Nathalie Rassem

A Bongor, l’heure est à la préparation des terrains pour la nouvelle saison de culture du riz.

Jean Patvounsia en est conscient, et ce mercredi matin il vient d’achever une réunion de travail sur la question, avec les membres du directoire de la coopérative qu’il dirige. Objectif, mieux s’armer pour mieux faire face aux défis qui pointent à l’horizon. 

L’un de ces défis, c’est l’écoulement du riz, devenu difficile ces derniers mois. “Dans les années passées, un sac de 100 à 110 kilogrammes était vendu à 50, 60, voire 70000 F. Aujourd’hui, le prix tourne autour de 35 000f”, explique le cultivateur.

Le président du conseil d’administration du groupement des producteurs de riz du “Casier B” (nom des vastes plaines rizicoles de Bongor) improvise un tour dans les magasins, pour mesurer l’ampleur de la situation. 

Au Quartier Silé 1, il trouve un groupe de femmes décortiquant, et ensachant du riz. Juste en face d’elles, une vaste salle dans laquelle sont stockées les récoltes de la campagne précédente. Des dizaines de tonnes de riz y sont entreposées en attendant leur commercialisation.

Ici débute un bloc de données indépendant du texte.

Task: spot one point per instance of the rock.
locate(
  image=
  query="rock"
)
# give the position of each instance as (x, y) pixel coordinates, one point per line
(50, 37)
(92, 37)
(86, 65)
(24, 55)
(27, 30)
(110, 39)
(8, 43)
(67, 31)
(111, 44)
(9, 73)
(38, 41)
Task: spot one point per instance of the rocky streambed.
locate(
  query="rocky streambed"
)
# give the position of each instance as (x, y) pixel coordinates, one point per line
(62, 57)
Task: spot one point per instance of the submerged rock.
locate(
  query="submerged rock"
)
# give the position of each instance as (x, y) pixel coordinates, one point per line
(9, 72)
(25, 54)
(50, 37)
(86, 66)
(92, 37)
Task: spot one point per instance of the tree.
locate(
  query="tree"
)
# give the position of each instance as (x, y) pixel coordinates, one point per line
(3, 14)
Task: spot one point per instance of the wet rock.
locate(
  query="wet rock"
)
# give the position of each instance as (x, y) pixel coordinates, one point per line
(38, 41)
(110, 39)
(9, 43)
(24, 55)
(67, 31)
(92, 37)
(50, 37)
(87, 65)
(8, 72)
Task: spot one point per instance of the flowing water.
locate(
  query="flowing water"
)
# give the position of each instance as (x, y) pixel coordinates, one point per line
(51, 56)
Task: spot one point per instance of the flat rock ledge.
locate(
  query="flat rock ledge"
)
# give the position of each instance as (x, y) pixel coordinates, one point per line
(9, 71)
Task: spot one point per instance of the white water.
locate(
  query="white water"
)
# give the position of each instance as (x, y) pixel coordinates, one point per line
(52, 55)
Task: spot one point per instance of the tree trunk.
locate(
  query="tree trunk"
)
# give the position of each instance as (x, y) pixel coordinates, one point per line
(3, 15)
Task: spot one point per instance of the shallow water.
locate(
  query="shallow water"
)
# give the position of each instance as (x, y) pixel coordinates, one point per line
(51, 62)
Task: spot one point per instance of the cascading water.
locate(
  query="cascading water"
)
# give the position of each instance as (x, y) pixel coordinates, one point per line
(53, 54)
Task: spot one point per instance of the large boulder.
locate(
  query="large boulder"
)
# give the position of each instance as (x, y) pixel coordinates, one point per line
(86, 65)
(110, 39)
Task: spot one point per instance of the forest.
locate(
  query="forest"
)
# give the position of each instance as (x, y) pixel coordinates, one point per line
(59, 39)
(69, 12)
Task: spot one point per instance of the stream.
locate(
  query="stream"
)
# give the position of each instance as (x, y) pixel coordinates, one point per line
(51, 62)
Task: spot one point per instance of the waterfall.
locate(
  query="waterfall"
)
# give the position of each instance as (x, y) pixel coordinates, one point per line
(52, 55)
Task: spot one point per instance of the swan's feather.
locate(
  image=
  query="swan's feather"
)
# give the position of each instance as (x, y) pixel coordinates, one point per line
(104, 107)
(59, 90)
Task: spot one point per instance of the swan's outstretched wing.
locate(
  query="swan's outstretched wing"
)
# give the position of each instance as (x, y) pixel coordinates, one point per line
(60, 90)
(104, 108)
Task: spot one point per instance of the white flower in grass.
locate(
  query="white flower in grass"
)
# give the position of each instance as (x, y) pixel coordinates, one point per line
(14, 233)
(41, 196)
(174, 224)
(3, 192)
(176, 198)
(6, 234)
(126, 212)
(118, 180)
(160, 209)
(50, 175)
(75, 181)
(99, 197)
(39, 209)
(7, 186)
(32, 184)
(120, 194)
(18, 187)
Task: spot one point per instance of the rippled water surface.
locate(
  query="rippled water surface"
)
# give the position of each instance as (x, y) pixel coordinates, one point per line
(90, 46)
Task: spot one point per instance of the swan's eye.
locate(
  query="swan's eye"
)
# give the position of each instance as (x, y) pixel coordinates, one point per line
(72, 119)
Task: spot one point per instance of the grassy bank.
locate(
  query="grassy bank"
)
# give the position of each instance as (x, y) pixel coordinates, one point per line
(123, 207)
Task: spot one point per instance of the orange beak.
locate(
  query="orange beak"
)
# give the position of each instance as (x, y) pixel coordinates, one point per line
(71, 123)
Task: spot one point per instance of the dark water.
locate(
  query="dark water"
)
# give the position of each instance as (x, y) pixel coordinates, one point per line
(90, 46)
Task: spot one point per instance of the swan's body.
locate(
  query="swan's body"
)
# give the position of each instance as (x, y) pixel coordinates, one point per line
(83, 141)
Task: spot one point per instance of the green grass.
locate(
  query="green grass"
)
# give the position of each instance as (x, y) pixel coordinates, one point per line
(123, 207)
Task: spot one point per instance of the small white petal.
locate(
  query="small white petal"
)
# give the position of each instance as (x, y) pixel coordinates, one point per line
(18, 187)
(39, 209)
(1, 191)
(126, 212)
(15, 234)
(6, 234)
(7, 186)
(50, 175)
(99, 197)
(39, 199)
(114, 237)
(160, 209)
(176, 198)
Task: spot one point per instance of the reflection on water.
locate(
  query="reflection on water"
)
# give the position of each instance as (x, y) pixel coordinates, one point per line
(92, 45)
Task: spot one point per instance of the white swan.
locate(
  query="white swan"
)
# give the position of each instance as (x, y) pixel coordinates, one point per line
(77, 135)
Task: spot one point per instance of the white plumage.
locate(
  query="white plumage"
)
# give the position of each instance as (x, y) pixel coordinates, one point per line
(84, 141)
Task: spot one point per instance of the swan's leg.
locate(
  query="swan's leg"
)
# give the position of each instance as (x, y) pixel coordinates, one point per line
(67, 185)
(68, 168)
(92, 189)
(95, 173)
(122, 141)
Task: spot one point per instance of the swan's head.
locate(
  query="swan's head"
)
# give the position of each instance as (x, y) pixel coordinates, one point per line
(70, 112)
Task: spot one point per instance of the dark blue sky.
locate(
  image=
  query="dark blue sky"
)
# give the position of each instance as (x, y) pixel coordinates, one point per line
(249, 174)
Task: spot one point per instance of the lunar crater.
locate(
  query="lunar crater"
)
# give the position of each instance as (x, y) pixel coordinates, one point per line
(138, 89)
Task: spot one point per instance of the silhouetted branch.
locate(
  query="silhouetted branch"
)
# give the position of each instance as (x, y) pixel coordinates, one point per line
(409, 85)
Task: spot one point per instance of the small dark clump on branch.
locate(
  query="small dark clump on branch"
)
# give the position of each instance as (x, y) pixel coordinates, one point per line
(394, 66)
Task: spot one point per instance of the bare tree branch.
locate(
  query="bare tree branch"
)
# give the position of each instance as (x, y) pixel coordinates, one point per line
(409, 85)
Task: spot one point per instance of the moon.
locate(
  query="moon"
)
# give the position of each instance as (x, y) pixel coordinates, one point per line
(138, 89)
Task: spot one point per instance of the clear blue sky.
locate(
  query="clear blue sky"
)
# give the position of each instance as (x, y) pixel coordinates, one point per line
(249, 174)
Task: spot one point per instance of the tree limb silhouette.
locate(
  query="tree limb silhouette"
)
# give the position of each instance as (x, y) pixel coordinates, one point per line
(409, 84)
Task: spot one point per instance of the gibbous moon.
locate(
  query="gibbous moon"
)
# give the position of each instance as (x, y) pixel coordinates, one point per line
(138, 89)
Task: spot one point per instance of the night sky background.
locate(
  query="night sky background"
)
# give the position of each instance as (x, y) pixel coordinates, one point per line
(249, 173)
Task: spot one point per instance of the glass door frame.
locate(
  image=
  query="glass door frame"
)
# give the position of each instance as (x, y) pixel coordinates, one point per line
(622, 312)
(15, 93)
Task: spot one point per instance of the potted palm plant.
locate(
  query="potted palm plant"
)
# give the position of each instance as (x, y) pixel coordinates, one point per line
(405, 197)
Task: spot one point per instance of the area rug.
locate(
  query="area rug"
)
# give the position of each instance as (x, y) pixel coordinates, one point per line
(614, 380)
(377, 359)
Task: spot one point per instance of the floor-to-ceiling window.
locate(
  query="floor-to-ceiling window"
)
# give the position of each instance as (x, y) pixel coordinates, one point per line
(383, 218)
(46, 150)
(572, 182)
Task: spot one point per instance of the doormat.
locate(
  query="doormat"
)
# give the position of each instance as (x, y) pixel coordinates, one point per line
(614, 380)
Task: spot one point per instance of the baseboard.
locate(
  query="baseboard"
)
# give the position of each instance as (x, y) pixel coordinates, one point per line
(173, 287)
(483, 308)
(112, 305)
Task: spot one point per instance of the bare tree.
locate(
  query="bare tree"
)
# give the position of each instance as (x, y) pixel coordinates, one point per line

“Par le passé, il était difficile de voir un tel stock dans nos entrepôts, mais cela ne nous empêche pas de persévérer”, explique t-il.

Irrigation difficile

Après cette visite, Jean Patvounsia démarre sa moto en direction du Casier B, où il exploite près de cinquante hectares de rizières. En cette période de contre saison, seule une partie des superficies a été mise en valeur. 

Malgré le potentiel important de la filière riz dans la région, les producteurs font face à d’autres défis de taille, parmi lesquels le coût élevé des intrants agricoles.

« Autrefois, l’accès aux intrants était plus facile. Aujourd’hui, les engrais sont devenus très chers. Un sac peut coûter jusqu’à 32 000 francs CFA, ce qui représente une charge importante pour les producteurs », déplore – t il.

Sans oublier le vieillissement des équipements et la dégradation progressive des infrastructures d’irrigation

« Leur réhabilitation nécessite des moyens financiers considérables que les producteurs ne peuvent mobiliser seuls. Malgré tout, nous continuons à faire de notre mieux pour maintenir la production ».

Variétés à cycle court

Le septuagénaire dirige une coopérative regroupant entre 1200 et 1 500 producteurs. L’organisation fondée au cours des années 1970, mise désormais sur les variétés précoces de riz, appréciées pour leur cycle de production relativement court et leur rendement élevé.

“C’est une variété précoce vulgarisée par l’ITRAD (Institut Tchadien de Recherche Agronomique pour le Développement), son cycle est d’environ trois mois. Avec un bon suivi technique, le rendement peut atteindre jusqu’à sept tonnes à l’hectare”, précise-t-il.

Une adaptation avec pour objectif de “contribuer à l’augmentation de la production nationale, de renforcer la sécurité alimentaire et de mettre à la disposition des consommateurs un riz local de qualité”.

Malgré les difficultés d’écoulement, la coopérative s’appuie notamment sur des contrats avec certaines entreprises locales. Ces débouchés permettent à plusieurs producteurs de faire face à leurs charges et de s’acquitter de certaines redevances.

La région du Mayo-Kebbi Est figure parmi les principaux bassins de production rizicole du Tchad. Chaque année, la production est estimée entre 35 000 et 50 000 tonnes de riz paddy, faisant de cette zone un acteur majeur de la filière au niveau national.